We have to connect with our application (written in Java 8) to some very old server using HTTPS. Being Java 8, our client supports TLSv1.2, TLSv1.1, TLSv1 and SSLv3. Of course, it prefers to use TLSv1.2, as it's the newest protocol.
The server (Oracle-HTTP-Server 11.1.1.7), however, only supports TLSv1 and SSLx. Additionally, it has a very limited selection of supported cipher suites, but there is still one suite in common that we can use with TLSv1: SSL_RSA_WITH_3DES_EDE_CBC_SHA (a.k.a. TLS_RSA_WITH_3DES_EDE_CBC_SHA).

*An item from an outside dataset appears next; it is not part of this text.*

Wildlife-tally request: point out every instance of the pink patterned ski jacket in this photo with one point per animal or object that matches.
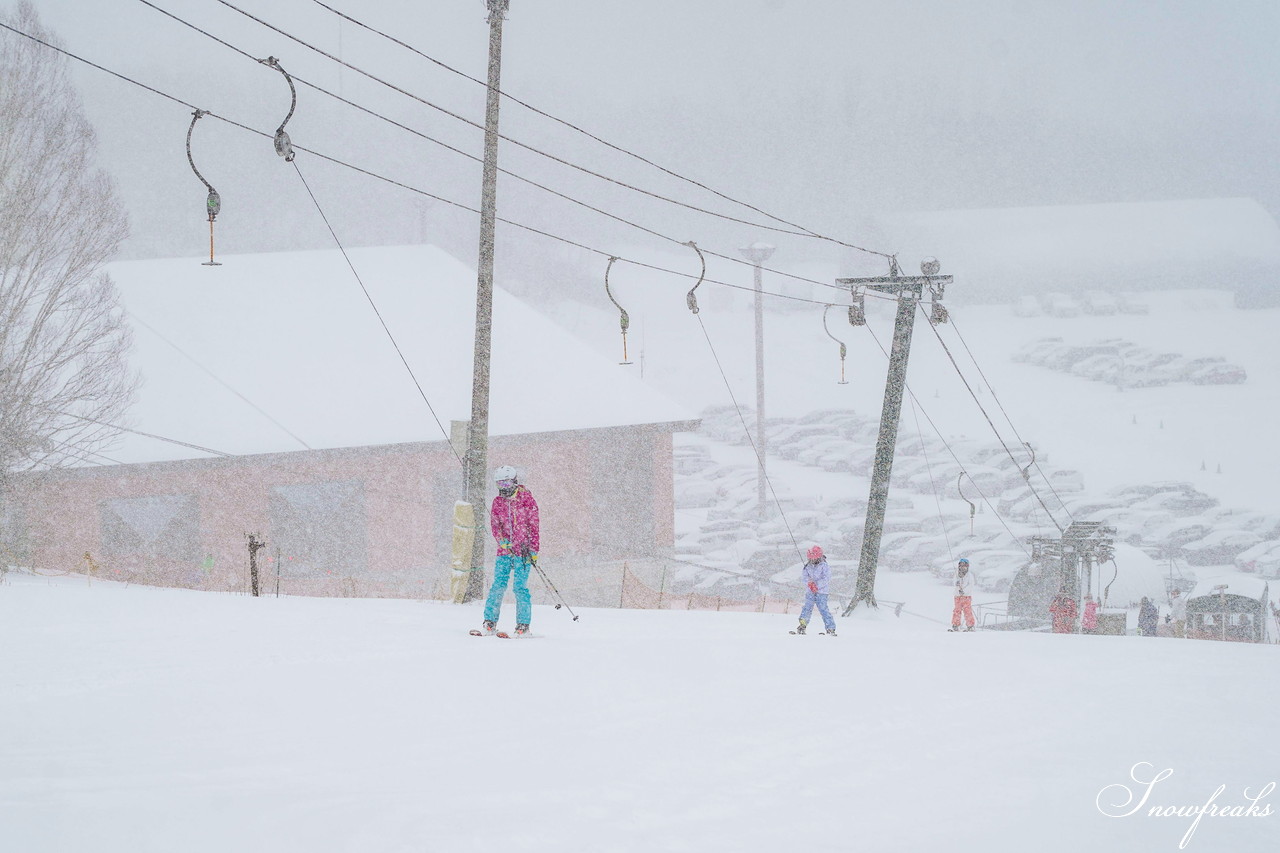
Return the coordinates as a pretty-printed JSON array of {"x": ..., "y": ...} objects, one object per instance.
[{"x": 515, "y": 521}]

However, straightforward connection fails with the server terminating handshake. Debug output we get (on the client side) looks like this:
main, WRITE: TLSv1.2 Handshake, length = 265
main, READ: TLSv1 Alert, length = 2
main, RECV TLSv1.2 ALERT: fatal, close_notify
main, called closeSocket()
main, handling exception: javax.net.ssl.SSLException: Received fatal alert: close_notify
To me, it looks like the server doesn't even try to fall back to TLSv1: as soon as the client declares TLSv1.2 as preferred, the server bails out.
In comparison, when we explicitly disable TLSv1.2 and TLSv1.1 in our client, thus making TLSv1 the preferred option, handshake succeeds.
We also tried to connect to another legacy server that doesn't know about TLSv1.2 and TLSv1.1, but here connection works as expected: even though the client says it prefers TLSv1.2, they agree with the server to use TLSv1, as the best common protocol:
main, WRITE: TLSv1.2 Handshake, length = 269
main, READ: TLSv1 Handshake, length = 85
...
Question: is it the server's duty to choose out of the list of TLS/SSL protocols the client supports? Can I say to the server maintainers that it is the server that misbehaves, not our client?